I needed a good accompaniment to the turkey pita I was eating, so I decided to make a crisp, verdant salad out of the things that I had sitting in my fridge (that’s how most of my recipes start out, I guess…college life…). I ended up with a seasonally appropriate pasta salad full of green things in my fridge: peas, broccoli, scallions and celery, topped off with a bright balsamic vinaigrette to bring the whole thing to life.
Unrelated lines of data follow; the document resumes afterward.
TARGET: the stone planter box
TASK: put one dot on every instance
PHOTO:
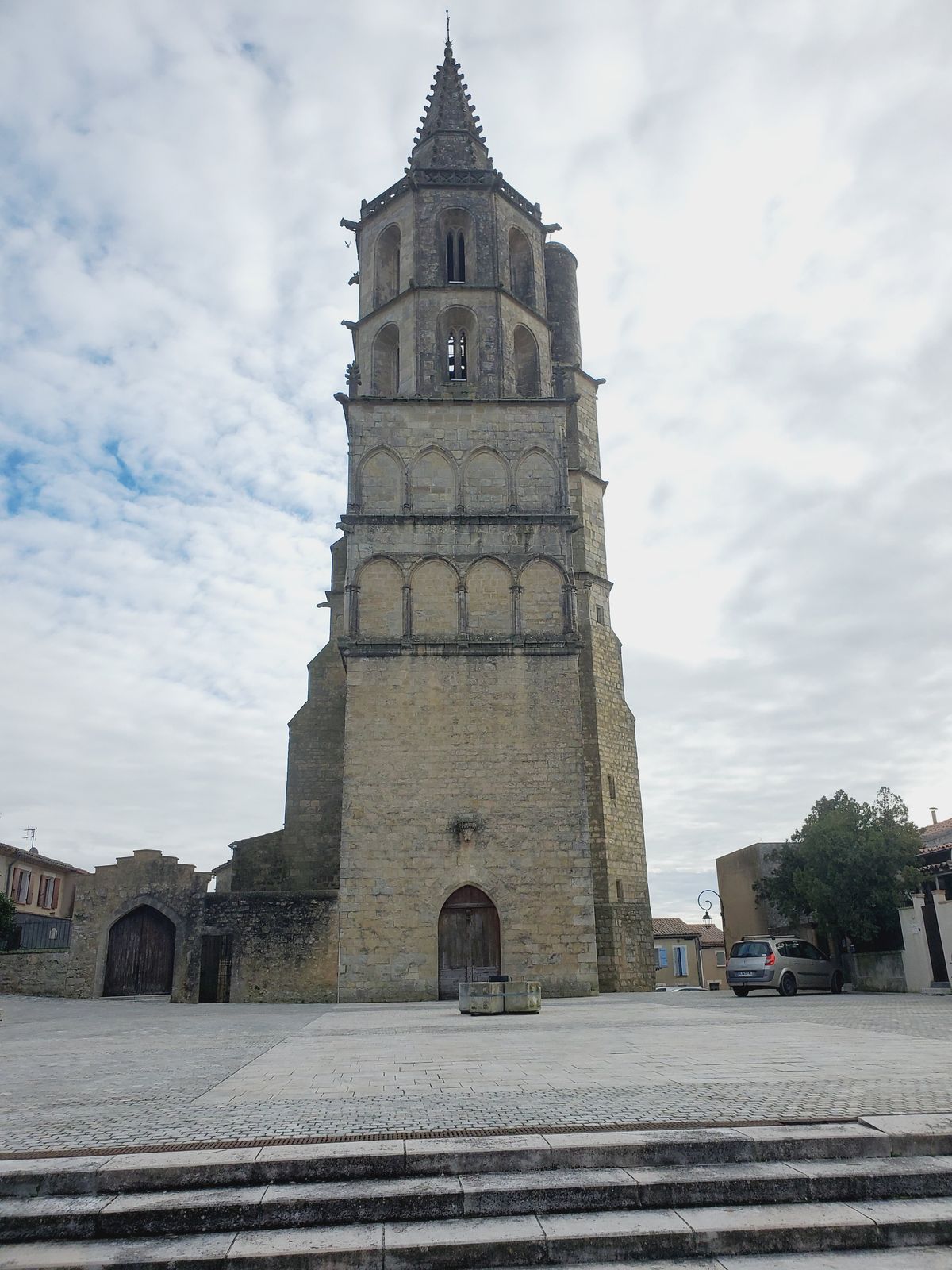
(524, 997)
(486, 999)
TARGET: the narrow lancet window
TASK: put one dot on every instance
(456, 257)
(456, 355)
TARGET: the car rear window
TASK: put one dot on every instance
(750, 948)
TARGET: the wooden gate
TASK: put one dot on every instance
(933, 939)
(469, 940)
(215, 977)
(141, 954)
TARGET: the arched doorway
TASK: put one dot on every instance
(469, 940)
(141, 954)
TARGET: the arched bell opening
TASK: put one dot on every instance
(469, 941)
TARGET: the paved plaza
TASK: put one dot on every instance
(140, 1073)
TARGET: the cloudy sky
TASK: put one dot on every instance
(758, 194)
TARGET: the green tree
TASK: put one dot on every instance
(848, 868)
(8, 918)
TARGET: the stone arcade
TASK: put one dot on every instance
(463, 793)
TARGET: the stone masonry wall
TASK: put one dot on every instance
(112, 891)
(285, 948)
(41, 973)
(431, 738)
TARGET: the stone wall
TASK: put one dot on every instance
(285, 948)
(876, 972)
(41, 973)
(112, 891)
(433, 738)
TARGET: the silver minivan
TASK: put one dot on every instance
(782, 964)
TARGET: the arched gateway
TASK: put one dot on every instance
(469, 940)
(141, 954)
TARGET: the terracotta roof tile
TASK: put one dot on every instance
(19, 854)
(670, 926)
(711, 937)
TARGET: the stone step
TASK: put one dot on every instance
(470, 1195)
(574, 1238)
(262, 1166)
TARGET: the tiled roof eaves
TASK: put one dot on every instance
(19, 854)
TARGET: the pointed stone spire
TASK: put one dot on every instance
(450, 133)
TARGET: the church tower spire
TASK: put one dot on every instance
(463, 775)
(450, 133)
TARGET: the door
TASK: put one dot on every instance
(141, 954)
(215, 976)
(469, 941)
(933, 937)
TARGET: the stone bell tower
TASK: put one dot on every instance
(465, 772)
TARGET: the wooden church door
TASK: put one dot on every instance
(141, 954)
(469, 941)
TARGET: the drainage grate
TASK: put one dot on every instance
(418, 1136)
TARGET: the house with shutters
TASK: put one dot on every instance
(44, 892)
(677, 954)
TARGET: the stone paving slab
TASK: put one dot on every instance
(113, 1073)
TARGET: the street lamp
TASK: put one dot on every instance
(706, 905)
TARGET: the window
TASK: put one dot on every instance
(385, 362)
(456, 256)
(386, 283)
(456, 355)
(522, 283)
(526, 359)
(48, 892)
(19, 886)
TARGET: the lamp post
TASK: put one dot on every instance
(706, 905)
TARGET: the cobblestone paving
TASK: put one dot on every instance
(107, 1073)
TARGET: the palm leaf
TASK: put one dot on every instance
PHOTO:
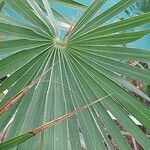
(88, 68)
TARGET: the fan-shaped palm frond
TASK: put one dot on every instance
(75, 72)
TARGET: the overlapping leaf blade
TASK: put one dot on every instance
(82, 70)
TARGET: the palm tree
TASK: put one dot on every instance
(78, 76)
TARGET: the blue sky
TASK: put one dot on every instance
(72, 14)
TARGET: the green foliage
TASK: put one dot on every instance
(76, 71)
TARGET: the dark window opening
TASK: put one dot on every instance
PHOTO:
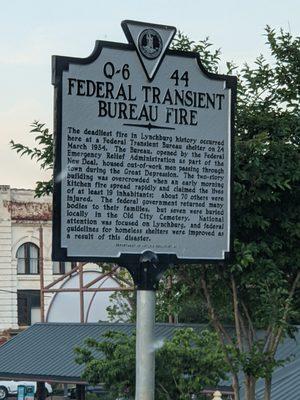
(28, 259)
(29, 307)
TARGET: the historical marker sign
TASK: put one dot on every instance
(143, 151)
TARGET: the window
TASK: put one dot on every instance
(60, 267)
(28, 259)
(29, 307)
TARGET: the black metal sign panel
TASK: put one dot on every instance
(143, 152)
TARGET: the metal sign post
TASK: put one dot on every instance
(143, 164)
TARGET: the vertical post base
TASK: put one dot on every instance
(145, 354)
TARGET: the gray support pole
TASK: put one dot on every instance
(145, 354)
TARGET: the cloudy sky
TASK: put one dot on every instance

I brought it to a potluck the next day, and everyone ate it, so that’s a good sign…right?
Recipe:
1 bunch scallions, sliced thinly on the diagonal
4 stalks celery, leaves included, sliced thinly on the diagonal
3/4 c cooked peas
1 1/2 c cooked broccoli, cut into little florets
1/2 package of penne, cooked and drained
Dressing:
3/4 c olive oil
3/4 c balsamic vinegar
4 cloves of garlic, crushed and minced
1 tbs dijon mustard
1/2 tsp dried basil
1/2 tsp dried dill
1/2 tsp cracked black pepper
1/2 tsp kosher salt
pinch red pepper flakes
1/4 c Italian flat-leaf parsley, chopped finely
Combine salad ingredients together. In a separate bowl, whisk dressing ingredients. Toss with salad and store in the fridge until ready to serve.